“Het zal hoe dan ook een moeilijke tijd worden, maar we laten u niet in de steek.” – dat bezwoer Rutte in zijn indringende toespraak op 16 maart. Een dag later werd er een ongekend groot pakket aan maatregelen gepresenteerd. Inmiddels voorziet de overheid zo’n 2,5 miljoen Nederlanders van een inkomen – hetzij via NOW, hetzij via de TOZO. Een indrukwekkende operatie.

Toch worden er, drie maanden later, nog steeds mensen in de steek gelaten. Tot en met 1 september mogen sekswerkers hun werk niet doen van het kabinet. Dat betekent een half jaar geen inkomsten, maar ook geen ondersteuning. Voor een deel van hen is namelijk helemaal niets geregeld.

Dat zit zo: sekswerkers in privéhuizen, clubs, massagesalons en escortservices werken via een opting in-constructie. Dit is een ‘fictief dienstverband’ dat 20 jaar geleden bij de opheffing van het bordeelverbod werd bedacht en opgelegd door de belastingdienst. Sekswerkers voldoen hiermee wel aan fiscale verplichtingen, maar zij zijn noch werknemer, noch zzp’er.

Al langer geven sekswerkers aan dat zij gewoon als zzp’er zouden willen werken en  dat zij dezelfde rechten willen als andere werkenden in Nederland. Nu in de coronacrisis wordt pijnlijk duidelijk hoe urgent dit is. Opting inners hebben nu namelijk nergens recht op: geen TOZO, geen NOW, geen WW.

Ze worden verwezen naar de bijstand, maar ook daar botst het systeem met de dagelijkse realiteit van het sekswerk: voor de reguliere bijstand moet je eerst je spaargeld opeten. Maar omdat sekswerkers uitgesloten worden van zakelijke verzekeringen en andere financiële diensten, hebben zij dat spaargeld hard nodig. Ook na de coronacrisis. Zonder inkomen voelen veel sekswerkers zich genoodzaakt hun werk in de illegaliteit voort te zetten, en dat levert onveilige situaties op. Want als klanten weten dat een sekswerker een coronaboete van 4000 euro boven het hoofd hangt, kunnen klanten zich gewelddadig en grensoverschrijdend gedragen. In de wetenschap dat een sekswerker niet naar de politie zal durven gaan.

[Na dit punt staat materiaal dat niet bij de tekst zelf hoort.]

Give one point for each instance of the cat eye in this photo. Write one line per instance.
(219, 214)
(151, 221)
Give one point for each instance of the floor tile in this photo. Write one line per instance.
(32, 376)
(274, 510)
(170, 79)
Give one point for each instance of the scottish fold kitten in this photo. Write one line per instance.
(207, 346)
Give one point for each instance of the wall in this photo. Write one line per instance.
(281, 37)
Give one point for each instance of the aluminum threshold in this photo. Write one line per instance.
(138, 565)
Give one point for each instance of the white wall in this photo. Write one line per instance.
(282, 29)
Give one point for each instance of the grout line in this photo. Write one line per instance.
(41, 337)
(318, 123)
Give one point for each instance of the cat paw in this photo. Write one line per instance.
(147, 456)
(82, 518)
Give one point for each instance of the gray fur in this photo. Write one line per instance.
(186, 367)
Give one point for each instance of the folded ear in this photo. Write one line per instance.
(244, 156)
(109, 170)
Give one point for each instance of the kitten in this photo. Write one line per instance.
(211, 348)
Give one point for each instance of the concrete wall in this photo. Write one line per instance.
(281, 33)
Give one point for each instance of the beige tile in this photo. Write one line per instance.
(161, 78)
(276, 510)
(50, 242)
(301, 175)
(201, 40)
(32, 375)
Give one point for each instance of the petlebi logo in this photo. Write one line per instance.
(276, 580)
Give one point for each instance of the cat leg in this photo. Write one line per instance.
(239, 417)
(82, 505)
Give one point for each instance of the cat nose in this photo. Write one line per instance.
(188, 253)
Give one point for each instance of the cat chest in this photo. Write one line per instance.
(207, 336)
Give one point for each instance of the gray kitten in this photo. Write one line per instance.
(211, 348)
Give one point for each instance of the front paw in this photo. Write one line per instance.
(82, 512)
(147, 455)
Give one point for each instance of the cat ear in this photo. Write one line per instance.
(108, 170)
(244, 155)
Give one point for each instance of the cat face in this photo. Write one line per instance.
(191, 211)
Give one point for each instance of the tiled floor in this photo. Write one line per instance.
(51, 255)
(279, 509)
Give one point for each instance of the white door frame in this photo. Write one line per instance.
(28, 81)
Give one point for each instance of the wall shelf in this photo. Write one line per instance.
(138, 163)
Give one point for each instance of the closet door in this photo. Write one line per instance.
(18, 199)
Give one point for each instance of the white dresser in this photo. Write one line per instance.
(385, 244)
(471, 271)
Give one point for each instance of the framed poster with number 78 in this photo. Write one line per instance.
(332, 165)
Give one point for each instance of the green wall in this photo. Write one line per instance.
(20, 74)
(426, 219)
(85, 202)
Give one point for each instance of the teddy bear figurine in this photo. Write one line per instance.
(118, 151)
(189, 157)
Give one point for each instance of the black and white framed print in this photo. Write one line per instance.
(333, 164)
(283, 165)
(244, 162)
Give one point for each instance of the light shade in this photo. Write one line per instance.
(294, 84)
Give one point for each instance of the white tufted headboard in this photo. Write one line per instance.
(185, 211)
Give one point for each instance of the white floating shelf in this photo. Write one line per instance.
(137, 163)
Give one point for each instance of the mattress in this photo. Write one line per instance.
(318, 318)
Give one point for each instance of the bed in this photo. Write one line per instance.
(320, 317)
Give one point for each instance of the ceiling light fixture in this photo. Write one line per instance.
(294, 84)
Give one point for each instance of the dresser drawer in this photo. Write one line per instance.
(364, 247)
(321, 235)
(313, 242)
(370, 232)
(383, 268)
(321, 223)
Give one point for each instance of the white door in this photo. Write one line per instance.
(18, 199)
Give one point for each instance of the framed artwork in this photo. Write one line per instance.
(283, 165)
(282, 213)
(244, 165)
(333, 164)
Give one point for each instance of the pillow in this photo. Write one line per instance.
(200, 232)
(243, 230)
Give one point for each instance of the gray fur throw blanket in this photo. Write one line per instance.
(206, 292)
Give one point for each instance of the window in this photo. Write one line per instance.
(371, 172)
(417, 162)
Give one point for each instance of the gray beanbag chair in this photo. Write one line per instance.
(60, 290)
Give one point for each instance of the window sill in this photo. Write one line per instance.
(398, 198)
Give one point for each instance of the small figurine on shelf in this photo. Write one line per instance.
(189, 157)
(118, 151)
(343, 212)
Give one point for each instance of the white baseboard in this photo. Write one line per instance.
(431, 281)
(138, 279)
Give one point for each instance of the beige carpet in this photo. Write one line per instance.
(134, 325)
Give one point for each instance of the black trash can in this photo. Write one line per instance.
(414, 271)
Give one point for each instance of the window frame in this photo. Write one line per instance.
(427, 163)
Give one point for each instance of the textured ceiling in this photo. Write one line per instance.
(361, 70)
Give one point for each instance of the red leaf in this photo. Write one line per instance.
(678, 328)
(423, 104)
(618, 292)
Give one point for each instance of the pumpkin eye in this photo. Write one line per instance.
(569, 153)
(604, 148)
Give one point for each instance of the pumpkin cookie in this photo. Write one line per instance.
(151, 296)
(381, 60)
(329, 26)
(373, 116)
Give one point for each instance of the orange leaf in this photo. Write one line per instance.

Het is onverteerbaar dat sekswerkers zo aan hun lot worden overgelaten. Inmiddels kunnen we niet meer wachten op oplossingen van het Rijk. We moeten linksom of rechtsom deze sekswerkers helpen. In de gemeente Deventer hebben inventieve ambtenaren een geitenpaadje gevonden in de participatiewet, waardoor we opting inners toch van inkomenssteun kunnen voorzien. In Utrecht dienden wij een voorstel in om ook in onze gemeente met deze oplossing aan de slag te gaan. In verschillende andere gemeenten komt men inmiddels in beweging voor deze sekswerkers.

Dat is hartstikke mooi, maar ook schrijnend. Het zou namelijk niet uit moeten maken in welke gemeente je woont. Het is verder pijnlijk dat lokale overheden nu aan het knutselen slaan om de woorden “we laten u niet in de steek” waar te maken. En dat het onderliggende probleem – de verplichte opting in – hiermee niet wordt opgelost. Het zou dan ook goed zijn als het Rijk gemeenten voor hun inzet ruimhartig compenseert. En daarna aan de slag gaat om sekswerkers daadwerkelijk zelfstandig te laten werken. De maatschappelijke effecten van het vogelvrij verklaren van sekswerkers zijn namelijk niet te overzien.